AIM: The influence of bilateral cochlear implants (CI) and unilateral CI on the self-reported listening effort in standardized situations is being assessed.
SAMPLE AND METHODS: The sample consisted of 34 bilateral and 38 unilateral adult CI users. Unilateral CI users had at least severe hearing loss in the non-implanted ear and had been fitted with a hearing aid. The listening effort has been defined as a subjectively perceived effort in understanding a speaker. Patients were administered a customized questionnaire containing nine examples of listening situations with different demands. The listening effort expended in each situation had to be rated on a six-step scale. Answers were analyzed using repeated measures ANOVA, including the factors "level of background noise," "listening duration," and the covariates "patient age" and "time since CI implantation."
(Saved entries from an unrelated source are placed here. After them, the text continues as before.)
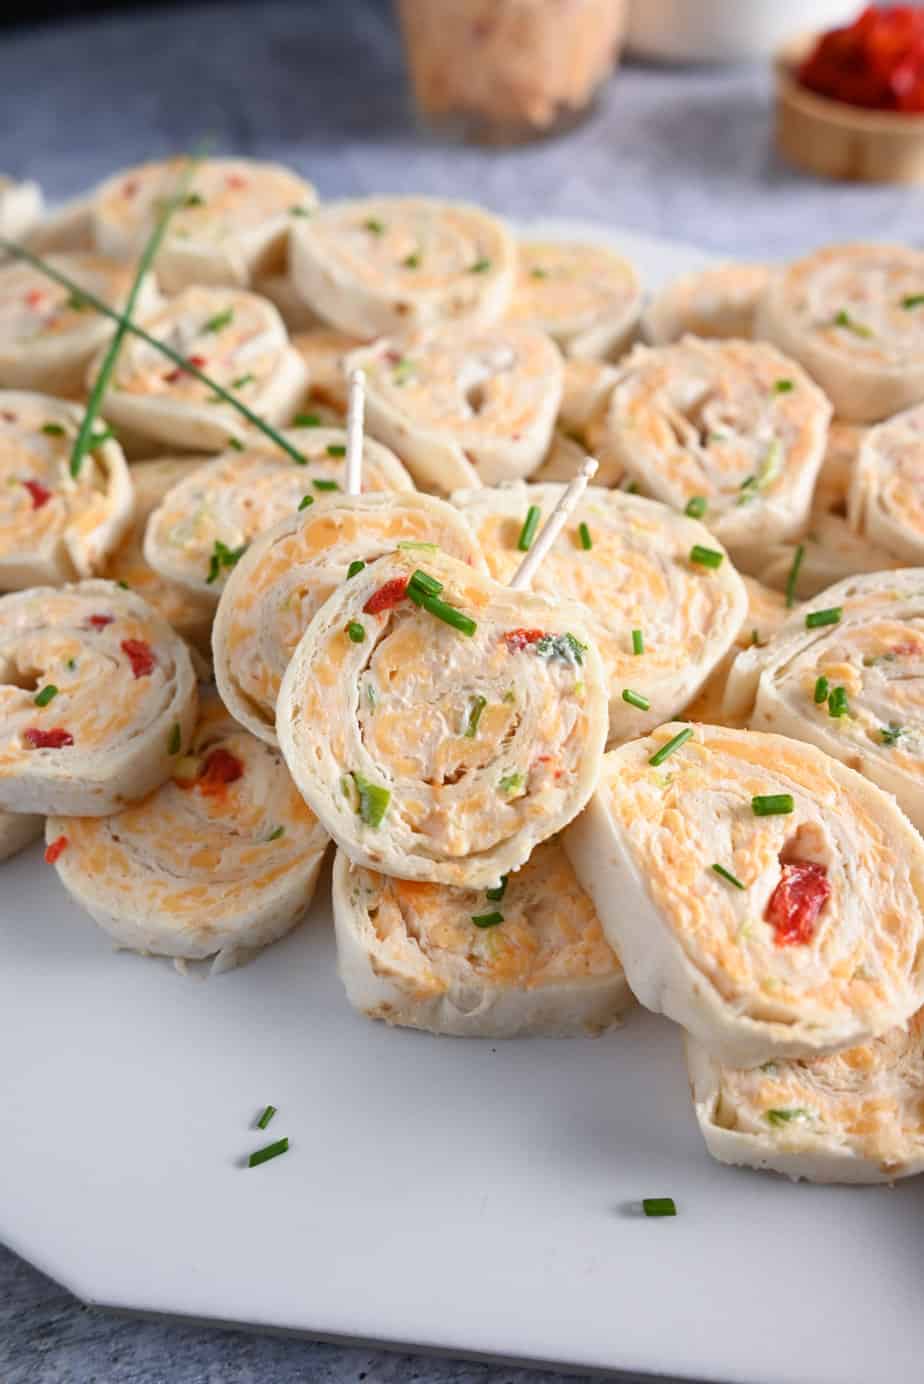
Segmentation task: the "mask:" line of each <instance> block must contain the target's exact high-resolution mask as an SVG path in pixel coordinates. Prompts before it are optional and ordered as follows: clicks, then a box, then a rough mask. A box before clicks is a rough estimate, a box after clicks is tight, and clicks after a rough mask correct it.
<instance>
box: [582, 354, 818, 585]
mask: <svg viewBox="0 0 924 1384" xmlns="http://www.w3.org/2000/svg"><path fill="white" fill-rule="evenodd" d="M830 417H831V408H830V404H829V403H827V400H826V399H824V396H823V394H822V392H820V389H817V388H816V386H815V385H813V383H812V381H811V379H809V378H808V375H805V372H804V371H802V370H800V367H798V365H797V364H795V363H794V361H791V360H787V358H786V357H784V356H782V354H780V353H779V352H777V350H775V349H773V347H772V346H766V345H762V343H757V342H703V340H697V339H696V338H693V336H687V338H685V339H683V340H682V342H678V343H676V345H674V346H660V347H656V349H650V347H646V346H636V349H635V350H634V352H632V354H631V356H629V357H628V358H627V361H625V364H624V368H622V372H621V378H620V381H618V383H617V385H616V386H614V389H613V393H611V394H610V407H609V411H607V418H606V429H607V435H609V437H607V441H609V446H610V447H611V450H613V453H614V454H616V455H617V457H618V461H620V462H621V465H622V466H624V468H625V471H627V473H628V475H629V476H631V477H632V479H634V480H635V482H636V483H638V484H639V487H640V489H642V491H643V494H650V495H653V497H654V498H656V500H663V501H664V502H665V504H669V505H672V507H674V508H675V509H683V508H685V507H686V505H689V504H690V502H692V501H693V502H694V504H697V505H701V504H703V502H704V504H705V513H704V516H703V522H704V523H705V526H707V527H708V529H711V531H712V533H714V534H715V537H717V538H719V540H721V541H722V543H723V544H725V545H726V547H728V548H729V551H730V552H732V556H733V558H734V561H736V562H737V563H740V565H741V566H743V567H744V570H752V567H751V563H754V562H755V561H757V558H755V554H759V552H761V549H762V548H764V547H766V545H768V544H772V543H780V541H783V540H786V538H790V537H793V536H795V534H798V533H800V531H801V530H802V529H804V526H805V523H806V520H808V515H809V508H811V504H812V490H813V486H815V477H816V476H817V472H819V468H820V465H822V458H823V457H824V443H826V436H827V425H829V419H830Z"/></svg>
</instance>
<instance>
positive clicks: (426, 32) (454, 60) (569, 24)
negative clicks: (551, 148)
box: [397, 0, 625, 144]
RESULTS: Only the factors "level of background noise" and "listening duration" were significant (p = 0.024 and p = 0.001 respectively). Unilateral versus bilateral CI was not significant (p = 0.17). Nevertheless, bilateral CI users reported a lower degree of listening effort than unilateral users in all of the nine situations asked about in the questionnaire (binomial test: p = 0.002).
DISCUSSION: We conclude that bilateral CI use has some effect on reducing listening effort, but compared with unilateral use the effect is possibly not very great.